Christopher Wray, direttore dell’Fbi, aveva detto al Wall Street Journal che la minaccia del ransomware è paragonabile alla sfida del terrorismo globale nei giorni dopo l’attentato contro le Torri Gemelle dell’11 settembre 2001. “C’è una responsabilità condivisa, non solo tra le agenzie governative, ma tra il settore privato e anche l’americano medio”. E l’agenzia ha sul proprio sito una sezione dedicata al ransomware, in cui sono presi dati sul fenomeno ma anche consigli ai cittadini comuni, agli esperti e ai responsabili aziendali.

Pochi giorni dopo Paul Abbate, numero due dell’Fbi, era intervenuto nella conferenza stampa durante cui il dipartimento di Giustizia aveva annunciato il sequestro dei proventi del riscatto pagato da Colonial Pipeline al gruppo di cyber-criminali DarkSide. In quell’occasione Abbate aveva sottolineato l’importanza dei partner internazionali nel contrasto a questo tipo di attacchi. Parole che sembrano dare alcune risposte alle domande circa il coinvolgimento dell’Fbi nelle indagini sulla Regione Lazio.

Sono oltre 100 collettivi che l’agenzia sta monitorando, come ha spiegato nei giorni scorsi Bryan Vorndran, direttore della divisione cyber, al Congresso di Washington. In quella sede ha anche invitato il Congresso a rendere illegali i pagamenti dei riscatti ai criminali informatici. “Nel momento in cui si accetta di versare il riscatto si entra in una ‘lista di pagatori’”, spiegava Stefano Mele, partner dello studio legale Gianni & Origoni, nei giorni scorsi a Formiche.net. “Da quel momento le organizzazioni criminali, o chi per esse, puntano ovviamente a colpire di nuovo questi sistemi informatici in modo da ottenere nuovi riscatti”.

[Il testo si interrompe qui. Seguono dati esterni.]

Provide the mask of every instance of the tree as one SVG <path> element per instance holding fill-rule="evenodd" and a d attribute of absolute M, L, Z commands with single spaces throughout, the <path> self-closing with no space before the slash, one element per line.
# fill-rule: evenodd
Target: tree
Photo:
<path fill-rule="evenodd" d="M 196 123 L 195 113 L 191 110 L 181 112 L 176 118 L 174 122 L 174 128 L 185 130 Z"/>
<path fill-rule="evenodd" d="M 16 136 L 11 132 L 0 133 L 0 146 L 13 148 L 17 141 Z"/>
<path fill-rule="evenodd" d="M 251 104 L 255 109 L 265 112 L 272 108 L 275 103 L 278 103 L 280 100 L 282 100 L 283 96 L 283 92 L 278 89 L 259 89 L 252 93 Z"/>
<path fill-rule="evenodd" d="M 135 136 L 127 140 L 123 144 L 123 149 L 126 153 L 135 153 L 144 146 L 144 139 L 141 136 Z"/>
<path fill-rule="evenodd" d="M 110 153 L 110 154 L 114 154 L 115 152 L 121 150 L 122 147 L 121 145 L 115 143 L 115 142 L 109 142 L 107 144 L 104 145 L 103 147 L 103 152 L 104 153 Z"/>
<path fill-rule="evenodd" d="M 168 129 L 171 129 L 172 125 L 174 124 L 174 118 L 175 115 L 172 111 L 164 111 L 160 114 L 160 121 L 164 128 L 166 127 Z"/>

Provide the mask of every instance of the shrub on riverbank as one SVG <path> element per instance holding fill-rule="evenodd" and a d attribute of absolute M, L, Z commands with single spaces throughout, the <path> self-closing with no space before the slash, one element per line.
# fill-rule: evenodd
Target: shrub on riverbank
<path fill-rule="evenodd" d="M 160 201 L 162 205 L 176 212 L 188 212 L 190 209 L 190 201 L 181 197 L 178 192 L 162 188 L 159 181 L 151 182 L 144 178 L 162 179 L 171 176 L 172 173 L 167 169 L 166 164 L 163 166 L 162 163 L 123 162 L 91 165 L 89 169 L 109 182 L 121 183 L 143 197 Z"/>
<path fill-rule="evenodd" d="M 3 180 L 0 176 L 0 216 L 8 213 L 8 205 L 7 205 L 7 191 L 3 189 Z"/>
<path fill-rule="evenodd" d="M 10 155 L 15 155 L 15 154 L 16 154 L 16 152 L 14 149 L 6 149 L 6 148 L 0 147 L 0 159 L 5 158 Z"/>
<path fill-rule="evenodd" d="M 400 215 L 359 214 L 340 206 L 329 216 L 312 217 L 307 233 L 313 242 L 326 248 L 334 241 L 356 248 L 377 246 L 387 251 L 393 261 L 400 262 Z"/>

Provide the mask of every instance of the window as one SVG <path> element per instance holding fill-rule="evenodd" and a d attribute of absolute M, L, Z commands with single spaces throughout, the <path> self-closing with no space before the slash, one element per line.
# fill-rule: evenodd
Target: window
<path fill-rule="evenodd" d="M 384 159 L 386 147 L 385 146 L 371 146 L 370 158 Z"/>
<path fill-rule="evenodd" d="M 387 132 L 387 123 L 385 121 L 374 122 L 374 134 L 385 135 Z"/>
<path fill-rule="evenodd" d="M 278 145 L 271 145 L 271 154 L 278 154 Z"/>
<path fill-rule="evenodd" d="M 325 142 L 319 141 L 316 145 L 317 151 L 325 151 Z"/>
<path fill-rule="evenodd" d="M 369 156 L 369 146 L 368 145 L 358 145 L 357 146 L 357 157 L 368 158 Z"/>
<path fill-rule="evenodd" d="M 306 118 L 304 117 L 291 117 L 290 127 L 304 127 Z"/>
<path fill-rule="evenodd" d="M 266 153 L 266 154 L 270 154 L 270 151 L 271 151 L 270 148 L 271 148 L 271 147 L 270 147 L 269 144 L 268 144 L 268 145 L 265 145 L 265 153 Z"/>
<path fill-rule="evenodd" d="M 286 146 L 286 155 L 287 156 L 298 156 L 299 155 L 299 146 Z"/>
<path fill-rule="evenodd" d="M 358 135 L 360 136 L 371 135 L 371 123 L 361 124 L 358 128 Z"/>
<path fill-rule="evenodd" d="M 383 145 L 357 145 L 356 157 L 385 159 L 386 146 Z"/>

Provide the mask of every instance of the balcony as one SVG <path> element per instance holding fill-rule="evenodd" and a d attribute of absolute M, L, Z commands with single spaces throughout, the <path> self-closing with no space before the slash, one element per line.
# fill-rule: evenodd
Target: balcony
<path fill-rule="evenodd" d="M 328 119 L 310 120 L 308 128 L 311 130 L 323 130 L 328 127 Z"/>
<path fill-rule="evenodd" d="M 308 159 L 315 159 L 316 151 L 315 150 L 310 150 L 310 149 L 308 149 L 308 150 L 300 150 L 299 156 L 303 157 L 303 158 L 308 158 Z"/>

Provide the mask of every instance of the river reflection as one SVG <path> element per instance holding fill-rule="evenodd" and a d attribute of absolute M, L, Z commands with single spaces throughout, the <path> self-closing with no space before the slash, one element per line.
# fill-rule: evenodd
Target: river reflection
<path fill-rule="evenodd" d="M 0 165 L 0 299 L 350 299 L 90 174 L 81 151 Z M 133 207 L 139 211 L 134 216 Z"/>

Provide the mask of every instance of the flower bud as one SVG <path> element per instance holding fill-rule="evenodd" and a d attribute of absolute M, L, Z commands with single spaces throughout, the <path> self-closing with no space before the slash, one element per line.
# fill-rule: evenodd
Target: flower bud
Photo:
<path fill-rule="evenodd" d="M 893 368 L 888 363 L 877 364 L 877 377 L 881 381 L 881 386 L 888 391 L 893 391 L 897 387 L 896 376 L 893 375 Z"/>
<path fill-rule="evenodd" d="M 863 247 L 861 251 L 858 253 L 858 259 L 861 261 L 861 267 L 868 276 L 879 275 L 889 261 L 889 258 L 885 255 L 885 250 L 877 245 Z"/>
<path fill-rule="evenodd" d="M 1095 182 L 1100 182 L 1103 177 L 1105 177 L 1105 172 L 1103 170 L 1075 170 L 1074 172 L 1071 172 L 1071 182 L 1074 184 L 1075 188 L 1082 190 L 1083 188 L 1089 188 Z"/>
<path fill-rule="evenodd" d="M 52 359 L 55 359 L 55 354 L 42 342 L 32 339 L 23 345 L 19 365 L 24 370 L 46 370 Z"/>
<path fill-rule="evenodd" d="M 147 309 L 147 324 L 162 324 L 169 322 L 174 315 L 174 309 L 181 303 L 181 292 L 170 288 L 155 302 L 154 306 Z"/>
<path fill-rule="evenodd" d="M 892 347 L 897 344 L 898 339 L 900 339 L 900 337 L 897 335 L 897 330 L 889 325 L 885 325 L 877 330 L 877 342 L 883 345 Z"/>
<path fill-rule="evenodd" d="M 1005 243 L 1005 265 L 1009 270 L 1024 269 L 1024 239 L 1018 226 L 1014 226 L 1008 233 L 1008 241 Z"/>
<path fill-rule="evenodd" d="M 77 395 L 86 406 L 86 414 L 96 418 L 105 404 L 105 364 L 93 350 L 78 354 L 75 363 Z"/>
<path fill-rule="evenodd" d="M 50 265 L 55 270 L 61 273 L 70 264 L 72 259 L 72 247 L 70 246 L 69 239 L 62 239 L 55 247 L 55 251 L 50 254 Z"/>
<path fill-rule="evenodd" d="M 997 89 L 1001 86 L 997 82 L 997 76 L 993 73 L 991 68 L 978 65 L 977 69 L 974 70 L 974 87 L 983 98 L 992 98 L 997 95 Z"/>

Attualmente il dipartimento di Tesoro sanziona i pagamento di riscatti alle sentite sotto sanzioni. Ipotesi che non si è realizzata, per esempio, nel caso Colonial Pipeline, in cui la proprietà dell’oleodotto ha pagato 4,4 milioni di dollari al gruppo DarkSide. Inoltre, il Senato americano sta discutendo una proposta di legge bipartisan che imporrebbe agli operatori di infrastrutture critiche di denunciare le violazioni alle agenzie federali entro 24 ore.

Un obbligo che in Italia è già previsto – di un’ora o sei, in base alla gravità dell’incidente – dal secondo Dpcm (di quattro) del Perimetro di sicurezza nazionale cibernetica che, nato nel Dis sotto la regia del vicedirettore Roberto Baldoni, presto passerà all’interno della neonata Agenzia per la cybersicurezza nazionale. I soggetti inseriti nel perimetro di sicurezza nazionale cibernetica rischiano sanzioni fino a 1,5 milioni di euro se non comunicano l’incidente o attacco informatico.